Money was initially created so that a person could acquire more through exchange than what he could acquire trying to produce everything for himself. No doubt, this has allowed the average person to be able to enjoy other goods and services that only the wealthy could enjoy. Throughout his labor he could not only supply his basic needs but he could now enjoy higher standards of living. Here, it is the need to provide for the family's basic needs that make money important and it is the desire for improved standards of living that drives people to want to make more and more of it.
It can be argued that almost every problem that man (mankind) has, can either be solved, or gone with money. Money provides the best education, the best health care, the best dental care, the best cars, the best foods to eat, the best vacations to go on … and the list goes on.
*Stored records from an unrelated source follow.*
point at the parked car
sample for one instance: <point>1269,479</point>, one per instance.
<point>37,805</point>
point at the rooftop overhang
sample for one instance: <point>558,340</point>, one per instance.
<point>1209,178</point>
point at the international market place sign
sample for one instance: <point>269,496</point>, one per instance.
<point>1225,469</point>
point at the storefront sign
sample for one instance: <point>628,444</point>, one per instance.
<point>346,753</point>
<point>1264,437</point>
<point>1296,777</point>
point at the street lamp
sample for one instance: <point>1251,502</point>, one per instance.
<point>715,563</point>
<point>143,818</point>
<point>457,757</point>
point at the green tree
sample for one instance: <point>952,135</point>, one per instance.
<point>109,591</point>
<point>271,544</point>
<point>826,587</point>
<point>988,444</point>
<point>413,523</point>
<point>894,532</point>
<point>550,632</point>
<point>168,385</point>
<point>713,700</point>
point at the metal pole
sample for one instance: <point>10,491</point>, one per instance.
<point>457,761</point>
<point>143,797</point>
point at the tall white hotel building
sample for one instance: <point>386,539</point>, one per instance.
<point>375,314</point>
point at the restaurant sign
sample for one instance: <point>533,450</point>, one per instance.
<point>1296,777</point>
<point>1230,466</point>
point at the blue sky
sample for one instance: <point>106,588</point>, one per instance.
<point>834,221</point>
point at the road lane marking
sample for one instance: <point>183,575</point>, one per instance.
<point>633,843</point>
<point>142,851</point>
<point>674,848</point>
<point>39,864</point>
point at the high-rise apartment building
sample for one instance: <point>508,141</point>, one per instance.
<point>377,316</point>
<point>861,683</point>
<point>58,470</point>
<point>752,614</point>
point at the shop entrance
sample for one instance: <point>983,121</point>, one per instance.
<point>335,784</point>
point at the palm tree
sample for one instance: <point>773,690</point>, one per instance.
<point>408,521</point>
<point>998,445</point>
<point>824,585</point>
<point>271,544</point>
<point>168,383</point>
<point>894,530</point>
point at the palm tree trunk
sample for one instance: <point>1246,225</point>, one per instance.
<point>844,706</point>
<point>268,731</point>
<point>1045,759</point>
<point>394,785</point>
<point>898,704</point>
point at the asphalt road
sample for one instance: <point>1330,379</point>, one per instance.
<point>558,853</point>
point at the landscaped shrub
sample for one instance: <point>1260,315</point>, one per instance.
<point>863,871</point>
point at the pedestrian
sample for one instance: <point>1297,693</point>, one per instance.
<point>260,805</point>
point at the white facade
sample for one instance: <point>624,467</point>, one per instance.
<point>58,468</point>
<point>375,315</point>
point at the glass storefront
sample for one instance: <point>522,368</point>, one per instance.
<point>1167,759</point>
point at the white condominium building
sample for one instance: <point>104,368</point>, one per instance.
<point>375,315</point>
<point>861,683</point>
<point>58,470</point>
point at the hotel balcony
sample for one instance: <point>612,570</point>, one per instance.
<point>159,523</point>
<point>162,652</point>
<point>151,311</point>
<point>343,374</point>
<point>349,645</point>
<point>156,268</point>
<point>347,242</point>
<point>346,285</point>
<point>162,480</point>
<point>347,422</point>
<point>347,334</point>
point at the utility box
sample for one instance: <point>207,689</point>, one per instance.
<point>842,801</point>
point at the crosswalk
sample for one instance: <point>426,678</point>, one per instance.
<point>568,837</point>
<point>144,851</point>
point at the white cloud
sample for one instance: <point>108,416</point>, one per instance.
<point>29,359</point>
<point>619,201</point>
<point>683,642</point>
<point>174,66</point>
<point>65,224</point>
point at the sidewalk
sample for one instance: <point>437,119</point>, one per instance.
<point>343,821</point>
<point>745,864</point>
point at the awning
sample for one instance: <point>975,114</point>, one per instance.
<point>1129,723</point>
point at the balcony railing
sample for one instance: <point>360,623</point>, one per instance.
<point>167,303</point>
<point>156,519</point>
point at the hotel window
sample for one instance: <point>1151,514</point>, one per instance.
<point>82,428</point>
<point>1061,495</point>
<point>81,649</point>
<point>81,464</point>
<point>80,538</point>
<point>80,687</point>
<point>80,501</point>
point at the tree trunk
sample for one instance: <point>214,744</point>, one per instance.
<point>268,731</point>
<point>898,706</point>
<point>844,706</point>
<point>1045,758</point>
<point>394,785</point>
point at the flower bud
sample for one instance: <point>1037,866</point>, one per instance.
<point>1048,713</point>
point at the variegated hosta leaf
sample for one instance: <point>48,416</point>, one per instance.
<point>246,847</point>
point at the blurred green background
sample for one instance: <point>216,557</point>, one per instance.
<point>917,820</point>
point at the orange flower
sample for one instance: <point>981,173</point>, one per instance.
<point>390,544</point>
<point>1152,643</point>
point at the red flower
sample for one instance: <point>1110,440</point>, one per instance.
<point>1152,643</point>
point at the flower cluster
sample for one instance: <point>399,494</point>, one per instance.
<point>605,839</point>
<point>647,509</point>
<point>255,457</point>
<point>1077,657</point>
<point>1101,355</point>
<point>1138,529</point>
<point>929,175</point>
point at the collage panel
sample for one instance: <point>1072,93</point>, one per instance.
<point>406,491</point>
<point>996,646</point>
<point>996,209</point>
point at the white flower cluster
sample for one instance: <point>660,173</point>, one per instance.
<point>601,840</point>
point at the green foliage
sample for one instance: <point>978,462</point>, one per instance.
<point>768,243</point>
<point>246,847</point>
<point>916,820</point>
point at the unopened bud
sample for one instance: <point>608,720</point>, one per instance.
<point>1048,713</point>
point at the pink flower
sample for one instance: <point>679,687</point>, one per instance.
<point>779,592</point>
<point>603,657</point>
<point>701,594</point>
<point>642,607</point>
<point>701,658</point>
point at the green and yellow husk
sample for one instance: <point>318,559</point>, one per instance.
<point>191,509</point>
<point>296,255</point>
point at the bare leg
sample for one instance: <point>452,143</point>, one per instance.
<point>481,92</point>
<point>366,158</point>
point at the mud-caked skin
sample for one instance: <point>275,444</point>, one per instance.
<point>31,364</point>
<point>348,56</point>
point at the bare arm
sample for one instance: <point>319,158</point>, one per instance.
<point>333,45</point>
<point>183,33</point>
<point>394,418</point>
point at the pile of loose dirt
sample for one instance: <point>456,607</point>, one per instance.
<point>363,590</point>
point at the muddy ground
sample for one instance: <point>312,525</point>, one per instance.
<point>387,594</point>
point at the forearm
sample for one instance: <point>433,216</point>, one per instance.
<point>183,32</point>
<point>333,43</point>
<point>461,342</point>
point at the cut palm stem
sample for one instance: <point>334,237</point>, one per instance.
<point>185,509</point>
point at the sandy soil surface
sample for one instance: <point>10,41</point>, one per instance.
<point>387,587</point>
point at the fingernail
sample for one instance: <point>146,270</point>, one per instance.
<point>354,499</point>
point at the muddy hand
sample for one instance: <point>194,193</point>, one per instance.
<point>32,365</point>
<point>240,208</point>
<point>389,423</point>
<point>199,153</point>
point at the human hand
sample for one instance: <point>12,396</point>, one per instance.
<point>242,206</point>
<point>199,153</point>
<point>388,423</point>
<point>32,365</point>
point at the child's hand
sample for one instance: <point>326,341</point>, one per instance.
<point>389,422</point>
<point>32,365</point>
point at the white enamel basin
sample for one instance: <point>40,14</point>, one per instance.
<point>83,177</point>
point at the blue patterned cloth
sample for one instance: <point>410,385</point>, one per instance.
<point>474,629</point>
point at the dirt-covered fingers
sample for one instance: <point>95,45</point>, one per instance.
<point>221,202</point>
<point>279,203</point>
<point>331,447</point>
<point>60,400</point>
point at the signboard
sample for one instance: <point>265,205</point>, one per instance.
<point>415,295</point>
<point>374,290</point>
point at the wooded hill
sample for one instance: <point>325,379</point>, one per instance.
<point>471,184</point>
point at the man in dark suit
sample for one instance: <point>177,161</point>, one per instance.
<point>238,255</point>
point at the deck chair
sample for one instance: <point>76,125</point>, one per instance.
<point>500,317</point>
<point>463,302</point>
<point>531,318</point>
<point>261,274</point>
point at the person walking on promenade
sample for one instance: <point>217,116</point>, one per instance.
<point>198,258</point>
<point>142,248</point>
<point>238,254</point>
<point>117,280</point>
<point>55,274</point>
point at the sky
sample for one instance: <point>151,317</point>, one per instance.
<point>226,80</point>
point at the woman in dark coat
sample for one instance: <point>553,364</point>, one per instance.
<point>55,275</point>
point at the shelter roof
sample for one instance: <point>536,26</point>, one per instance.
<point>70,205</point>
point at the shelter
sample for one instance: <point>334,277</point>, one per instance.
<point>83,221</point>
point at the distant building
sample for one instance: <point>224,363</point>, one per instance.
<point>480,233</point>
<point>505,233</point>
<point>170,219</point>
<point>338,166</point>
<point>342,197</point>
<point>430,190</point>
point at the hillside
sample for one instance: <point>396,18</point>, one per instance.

The undeniable proof however, of the importance of money, is the staggering statistics on world poverty. According to World Bank statistics 1.4 billion people live on less than $ 1.25 per day; 1 billion children live in poverty; 640 million live without adequate shelter; 270 million have no access to health services; and nearly a billion people entered the 21st century unable to read a book or sign their names. These facts are mind-boggling.
We the privileged few few before have a responsibility not only to ourselves but to the world to get serious about making not just money but lots of money and to teach others to do the same. That's the only way that we'll make a serious impact over time in reducing those statistics. It is all well and good to give billions of dollars in aid annually, but billions also need to be given to financial education.